According to Puttock, part of the problem centres around that lack of understanding of background levels of contamination. “Take, for example, the natural higher levels of arsenic in Cornwall,” he says. “If the CLEA guidelines were used for arsenic there then the whole of Cornwall would need to be remediated.
“It is only recently that the limitations of the 1997 guidance are starting to be fully understood.” Puttock also points to the issue of benzoapyrene, which is formed when organic material, such as food on barbeques, is burned. “The SGV levels for benzoapyrene are too conservative and if applied strictly then a large part of the UK would be classed as contaminated,” he says. “So either the whole nation is being poisoned by benzoapyrene or the levels have been set too low.”
The UK is not alone on the issue of tackling contaminated land but other nations that have also taken a risk assessment based approach have actually adopted numbers to judge what is acceptable. “The UK government seems to fear a legal challenge if it takes the same route but this is at odds with the way it handles similar issues in other industries - the use of pesticides in the food industry and the air quality values are an example,” says Puttock.
“The real challenge is for science to give answers on the toxicology of contaminants, the uptake and also the impact that other sources may have on individuals”
Nonetheless, Puttock believes that academia, industry and the regulators can solve the problem, although there are a number of policy issues that also need to be addressed to make this successful. “There needs to be some determination of what level of expenditure on remediation is acceptable, maybe in context of the site value but also in terms of actual impact on health,” he says.
“It would have to be an iterative process where a standard is established, the costs are looked at and then the aims can be revised.

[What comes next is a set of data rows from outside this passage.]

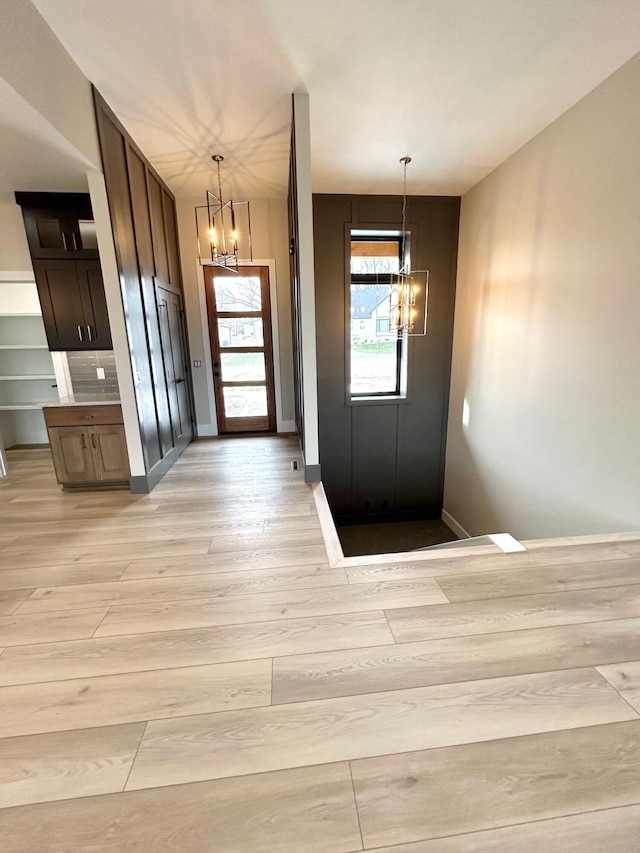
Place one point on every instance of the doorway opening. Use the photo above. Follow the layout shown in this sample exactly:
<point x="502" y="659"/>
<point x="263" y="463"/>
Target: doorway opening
<point x="239" y="315"/>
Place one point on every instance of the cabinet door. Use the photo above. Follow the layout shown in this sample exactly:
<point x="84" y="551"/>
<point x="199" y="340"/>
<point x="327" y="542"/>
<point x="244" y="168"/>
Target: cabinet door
<point x="62" y="304"/>
<point x="110" y="453"/>
<point x="72" y="456"/>
<point x="94" y="305"/>
<point x="82" y="229"/>
<point x="59" y="225"/>
<point x="47" y="232"/>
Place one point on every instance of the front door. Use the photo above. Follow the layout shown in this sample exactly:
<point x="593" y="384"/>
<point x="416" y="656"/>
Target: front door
<point x="174" y="351"/>
<point x="238" y="307"/>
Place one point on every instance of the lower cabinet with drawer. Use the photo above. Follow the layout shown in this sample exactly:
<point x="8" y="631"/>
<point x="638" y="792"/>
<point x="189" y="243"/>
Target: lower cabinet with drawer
<point x="88" y="446"/>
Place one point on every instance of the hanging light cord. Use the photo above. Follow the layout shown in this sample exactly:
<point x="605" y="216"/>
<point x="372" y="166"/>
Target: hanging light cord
<point x="405" y="162"/>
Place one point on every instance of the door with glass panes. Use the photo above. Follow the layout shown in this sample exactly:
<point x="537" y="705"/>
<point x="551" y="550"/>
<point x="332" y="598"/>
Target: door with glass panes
<point x="238" y="308"/>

Take lead as an example - it is known to have an adverse effect on IQ so it was removed from petrol to prevent ongoing pollution but how much should be spent on cleaning up sites? Where is the epidemiological evidence to show health effects from a certain level of contamination in the soil?”

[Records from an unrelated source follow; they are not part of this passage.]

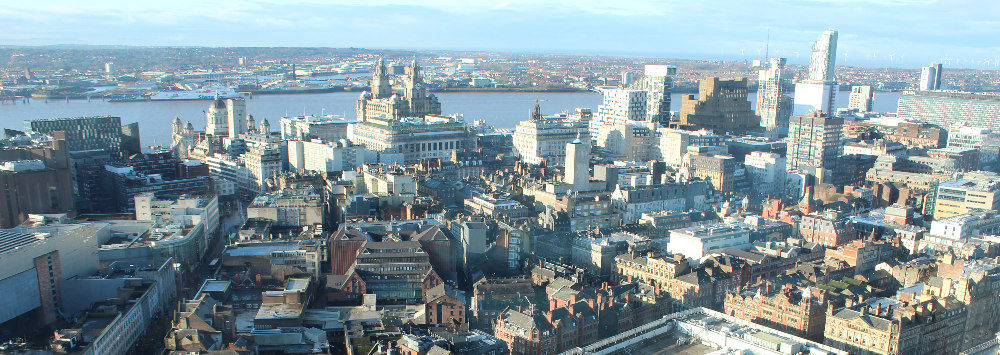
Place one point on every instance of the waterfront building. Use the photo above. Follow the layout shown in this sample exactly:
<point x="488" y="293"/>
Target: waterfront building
<point x="380" y="102"/>
<point x="620" y="106"/>
<point x="35" y="178"/>
<point x="318" y="155"/>
<point x="774" y="105"/>
<point x="814" y="141"/>
<point x="930" y="77"/>
<point x="889" y="326"/>
<point x="861" y="98"/>
<point x="766" y="172"/>
<point x="945" y="108"/>
<point x="412" y="139"/>
<point x="657" y="81"/>
<point x="328" y="127"/>
<point x="721" y="106"/>
<point x="543" y="139"/>
<point x="226" y="117"/>
<point x="84" y="133"/>
<point x="263" y="163"/>
<point x="818" y="91"/>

“It is possible for industry to help define parameters, but government funding is needed to achieve this and it is frustrating that there is a resistance to go down this route.”
Puttock believes that by looking at the CLEA model the results could easily be changed by a factor of two, three or four and maybe by as much as 10, which isn’t enough. By looking at the toxicology and considering other inputs and epidemiology, then factors of 100 or 1,000 may be acceptable without impact on human health. “The real challenge is for science to give answers on the toxicology of contaminants, the uptake and also the impact that other sources may have on individuals,” he says.
“It is possible for industry to help define parameters, but government funding is needed to achieve this and it is frustrating that there is a resistance to go down this route. This goes against history such as the use of BSI to establish other standards where the organisation - both before and after privatisation - has always drawn on the knowledge of practitioners to lead standard development.”
The lack of progress since 1997 on the issue leads Puttock to wonder how much remediation has been undertaken that was not really needed and how much material has been sent to landfill that actually could have safely remained on site.
“The result is a high cost to the UK as a country,” he says. “In difficult economic times you still want to keep people safe, but by making the right decision for the right reasons but I wonder to what extent an over-cautious approach to contamination is stalling development in some areas that could help improve the economy.”
Puttock says engineers have always helped protect society with health improvements to offer better protection in the future, but he wonders whether it would be better to spend the money on providing better healthcare and ready access to fresh food in deprived areas instead of on intensive remediation. “We are a long way from understanding the true health benefits of cleaning up contamination,” he says.